El libro "Cities in a World Economy" (1991), de Saskia Sassen, es una obra fundamental en la comprensión de la globalización y el papel estratégico que desempeñan las grandes ciudades en la economía mundial. En su análisis, Sassen argumenta que las ciudades globales han dejado de ser simplemente centros de producción o intercambio local para convertirse en “nodos críticos” de las redes globales de poder económico, financiero y tecnológico. Estas ciudades han evolucionado hasta convertirse en epicentros de gestión y coordinación de flujos globales de capital, información y talento. Sassen introduce el concepto de “ciudades globales”, como Nueva York, Londres y Tokio, que actúan como “plataformas de control y comando” para la economía mundial.
Estas urbes albergan las sedes de corporaciones multinacionales, mercados financieros y empresas de servicios especializados, lo que les permite centralizar la toma de decisiones y la gestión de las operaciones globales. A través de estas funciones, las ciudades globales no solo impulsan el crecimiento económico a nivel local, sino que también conectan y facilitan la integración económica a nivel internacional, consolidando su rol como intermediarias en el flujo de bienes, servicios y capital. Un aspecto clave del análisis de Sassen es cómo la globalización ha profundizado las “desigualdades internas” en estas ciudades. Mientras que una parte de la población se beneficia del acceso a empleos altamente remunerados en sectores como las finanzas, la tecnología y los servicios empresariales, otra gran parte de los trabajadores queda atrapada en empleos de bajos salarios, a menudo en sectores de servicios como la limpieza, la hostelería y el transporte.
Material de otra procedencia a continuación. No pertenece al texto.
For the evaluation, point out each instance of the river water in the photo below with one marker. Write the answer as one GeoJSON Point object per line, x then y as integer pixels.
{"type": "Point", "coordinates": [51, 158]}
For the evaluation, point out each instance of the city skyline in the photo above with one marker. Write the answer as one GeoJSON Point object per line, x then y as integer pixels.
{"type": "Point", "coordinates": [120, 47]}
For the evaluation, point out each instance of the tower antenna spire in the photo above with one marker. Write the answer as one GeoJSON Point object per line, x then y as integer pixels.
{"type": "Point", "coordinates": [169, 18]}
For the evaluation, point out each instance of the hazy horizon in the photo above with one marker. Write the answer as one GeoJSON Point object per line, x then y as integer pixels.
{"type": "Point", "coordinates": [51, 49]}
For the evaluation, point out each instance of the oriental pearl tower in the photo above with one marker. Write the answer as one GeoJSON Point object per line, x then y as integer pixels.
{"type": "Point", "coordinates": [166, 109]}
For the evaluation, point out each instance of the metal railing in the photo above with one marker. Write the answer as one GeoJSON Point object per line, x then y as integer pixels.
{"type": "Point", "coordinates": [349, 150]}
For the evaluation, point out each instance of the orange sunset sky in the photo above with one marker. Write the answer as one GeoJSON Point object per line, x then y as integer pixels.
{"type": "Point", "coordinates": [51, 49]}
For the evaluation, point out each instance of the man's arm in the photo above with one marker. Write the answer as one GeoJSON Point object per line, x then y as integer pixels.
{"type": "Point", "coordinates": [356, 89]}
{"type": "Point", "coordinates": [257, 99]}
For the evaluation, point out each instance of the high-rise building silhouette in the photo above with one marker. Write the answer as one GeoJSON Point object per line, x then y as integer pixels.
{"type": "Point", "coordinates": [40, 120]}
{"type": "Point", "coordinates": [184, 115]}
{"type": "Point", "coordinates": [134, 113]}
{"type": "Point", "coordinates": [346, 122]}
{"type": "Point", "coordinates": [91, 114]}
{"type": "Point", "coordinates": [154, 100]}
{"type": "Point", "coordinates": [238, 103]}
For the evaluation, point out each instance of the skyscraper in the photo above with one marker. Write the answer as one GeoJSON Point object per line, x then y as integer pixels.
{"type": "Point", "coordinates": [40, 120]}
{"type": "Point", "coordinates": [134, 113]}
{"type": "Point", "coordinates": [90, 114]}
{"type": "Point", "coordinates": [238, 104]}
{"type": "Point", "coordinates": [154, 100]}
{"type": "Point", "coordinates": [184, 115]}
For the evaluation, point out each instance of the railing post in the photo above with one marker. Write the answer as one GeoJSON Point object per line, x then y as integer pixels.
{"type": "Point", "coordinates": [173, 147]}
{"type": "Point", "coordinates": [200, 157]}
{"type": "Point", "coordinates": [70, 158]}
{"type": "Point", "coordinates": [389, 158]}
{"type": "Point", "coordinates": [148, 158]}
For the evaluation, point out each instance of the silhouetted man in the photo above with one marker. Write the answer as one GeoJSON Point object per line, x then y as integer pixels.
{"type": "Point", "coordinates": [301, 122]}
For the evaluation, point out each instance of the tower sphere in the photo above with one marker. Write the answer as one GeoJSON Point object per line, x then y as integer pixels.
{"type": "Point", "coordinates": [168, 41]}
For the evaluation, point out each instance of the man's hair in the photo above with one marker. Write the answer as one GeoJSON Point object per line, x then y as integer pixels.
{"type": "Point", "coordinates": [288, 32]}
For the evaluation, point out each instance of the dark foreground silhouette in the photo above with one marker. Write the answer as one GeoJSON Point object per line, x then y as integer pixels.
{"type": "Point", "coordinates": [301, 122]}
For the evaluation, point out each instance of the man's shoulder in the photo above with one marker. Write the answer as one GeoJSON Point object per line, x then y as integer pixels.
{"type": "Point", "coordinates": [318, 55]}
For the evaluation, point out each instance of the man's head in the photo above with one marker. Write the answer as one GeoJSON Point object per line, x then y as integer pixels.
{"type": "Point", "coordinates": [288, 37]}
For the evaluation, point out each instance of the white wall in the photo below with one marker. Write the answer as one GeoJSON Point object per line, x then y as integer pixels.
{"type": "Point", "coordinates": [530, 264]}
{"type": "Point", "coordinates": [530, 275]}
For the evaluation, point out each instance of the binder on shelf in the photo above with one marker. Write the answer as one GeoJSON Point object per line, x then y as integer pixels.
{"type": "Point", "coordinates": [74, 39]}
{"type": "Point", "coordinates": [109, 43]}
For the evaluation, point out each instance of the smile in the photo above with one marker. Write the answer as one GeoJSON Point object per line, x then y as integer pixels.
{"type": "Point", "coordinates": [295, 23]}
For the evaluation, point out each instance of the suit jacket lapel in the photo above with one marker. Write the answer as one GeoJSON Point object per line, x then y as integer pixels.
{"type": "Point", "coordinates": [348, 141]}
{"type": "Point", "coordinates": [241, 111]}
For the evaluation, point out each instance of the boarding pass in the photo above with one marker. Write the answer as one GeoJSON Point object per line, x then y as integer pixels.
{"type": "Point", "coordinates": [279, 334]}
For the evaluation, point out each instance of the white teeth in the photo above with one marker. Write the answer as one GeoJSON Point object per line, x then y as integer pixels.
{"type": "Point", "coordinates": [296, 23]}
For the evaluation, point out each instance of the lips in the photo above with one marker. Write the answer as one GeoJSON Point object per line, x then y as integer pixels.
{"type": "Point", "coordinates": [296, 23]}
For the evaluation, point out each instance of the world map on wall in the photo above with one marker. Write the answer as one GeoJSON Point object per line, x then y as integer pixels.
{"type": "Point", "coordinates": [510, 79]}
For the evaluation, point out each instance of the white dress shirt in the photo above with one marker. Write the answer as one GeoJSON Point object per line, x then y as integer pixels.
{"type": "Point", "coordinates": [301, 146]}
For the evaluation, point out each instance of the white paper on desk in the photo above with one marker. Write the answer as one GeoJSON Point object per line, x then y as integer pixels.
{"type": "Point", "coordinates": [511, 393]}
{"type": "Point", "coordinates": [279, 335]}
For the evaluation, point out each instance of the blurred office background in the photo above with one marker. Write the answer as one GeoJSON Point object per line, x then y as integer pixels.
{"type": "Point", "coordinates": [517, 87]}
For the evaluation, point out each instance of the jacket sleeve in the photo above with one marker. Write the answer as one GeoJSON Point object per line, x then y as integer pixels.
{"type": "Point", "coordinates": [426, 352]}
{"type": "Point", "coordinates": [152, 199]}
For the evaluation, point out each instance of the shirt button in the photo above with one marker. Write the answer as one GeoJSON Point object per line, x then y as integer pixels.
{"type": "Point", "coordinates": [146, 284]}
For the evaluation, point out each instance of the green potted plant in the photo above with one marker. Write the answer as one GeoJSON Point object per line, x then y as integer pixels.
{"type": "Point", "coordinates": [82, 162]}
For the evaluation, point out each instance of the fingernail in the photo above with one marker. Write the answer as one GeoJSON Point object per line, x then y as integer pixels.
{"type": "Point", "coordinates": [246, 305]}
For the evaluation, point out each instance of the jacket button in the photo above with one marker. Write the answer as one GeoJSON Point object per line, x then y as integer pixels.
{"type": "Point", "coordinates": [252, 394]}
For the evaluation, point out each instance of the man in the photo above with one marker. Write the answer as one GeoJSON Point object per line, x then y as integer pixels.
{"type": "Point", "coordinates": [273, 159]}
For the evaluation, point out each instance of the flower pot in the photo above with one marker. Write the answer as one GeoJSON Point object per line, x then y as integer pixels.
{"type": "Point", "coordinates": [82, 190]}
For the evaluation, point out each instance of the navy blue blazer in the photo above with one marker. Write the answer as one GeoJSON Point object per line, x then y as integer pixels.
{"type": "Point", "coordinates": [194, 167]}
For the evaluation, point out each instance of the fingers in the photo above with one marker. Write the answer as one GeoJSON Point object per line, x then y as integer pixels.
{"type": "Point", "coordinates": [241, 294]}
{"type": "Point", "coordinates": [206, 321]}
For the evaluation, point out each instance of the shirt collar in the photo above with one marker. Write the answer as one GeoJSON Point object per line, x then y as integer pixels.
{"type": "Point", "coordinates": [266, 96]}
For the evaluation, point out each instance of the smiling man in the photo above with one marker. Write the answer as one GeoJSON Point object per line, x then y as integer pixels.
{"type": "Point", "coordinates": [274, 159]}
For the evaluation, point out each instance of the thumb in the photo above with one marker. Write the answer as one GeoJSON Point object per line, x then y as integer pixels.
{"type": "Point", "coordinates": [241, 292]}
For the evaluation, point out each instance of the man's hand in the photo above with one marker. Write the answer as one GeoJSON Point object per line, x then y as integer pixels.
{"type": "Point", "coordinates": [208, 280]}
Esta división ha generado una “polarización socioeconómica” significativa dentro de las ciudades globales, dando lugar a zonas de extrema prosperidad, pero también a áreas marcadas por la precariedad y la exclusión. Sassen también presta especial atención a la “transformación del espacio urbano” que acompaña el surgimiento de las ciudades globales. En muchas de estas urbes, el espacio se reconfigura para responder a las necesidades del capital global, con la construcción de rascacielos, distritos financieros y nuevas infraestructuras de transporte que sirven a las élites corporativas. Este proceso, sin embargo, a menudo desplaza a las comunidades locales, especialmente en áreas que experimentan procesos de gentrificación y aumentos significativos en los precios de bienes raíces.
Además de la concentración del poder económico, Sassen destaca cómo las ciudades globales se convierten en “laboratorios de innovación tecnológica y financiera”, donde se desarrollan nuevas formas de trabajo, comercio y servicios. A medida que estas ciudades evolucionan, también lo hacen las dinámicas laborales y sociales, lo que crea un entorno en constante cambio que moldea no solo la economía global, sino también la vida diaria de millones de personas. En resumen, “Cities in a World Economy“ ofrece una comprensión profunda de la interrelación entre urbanización y globalización. Sassen pone de manifiesto cómo las grandes ciudades se han convertido en actores esenciales en la configuración del sistema económico global y, al mismo tiempo, analiza las “tensiones sociales” que surgen como resultado de su transformación.
Este libro sigue siendo una referencia indispensable para aquellos interesados en los estudios urbanos, la globalización y el impacto económico de las ciudades en un mundo cada vez más interconectado.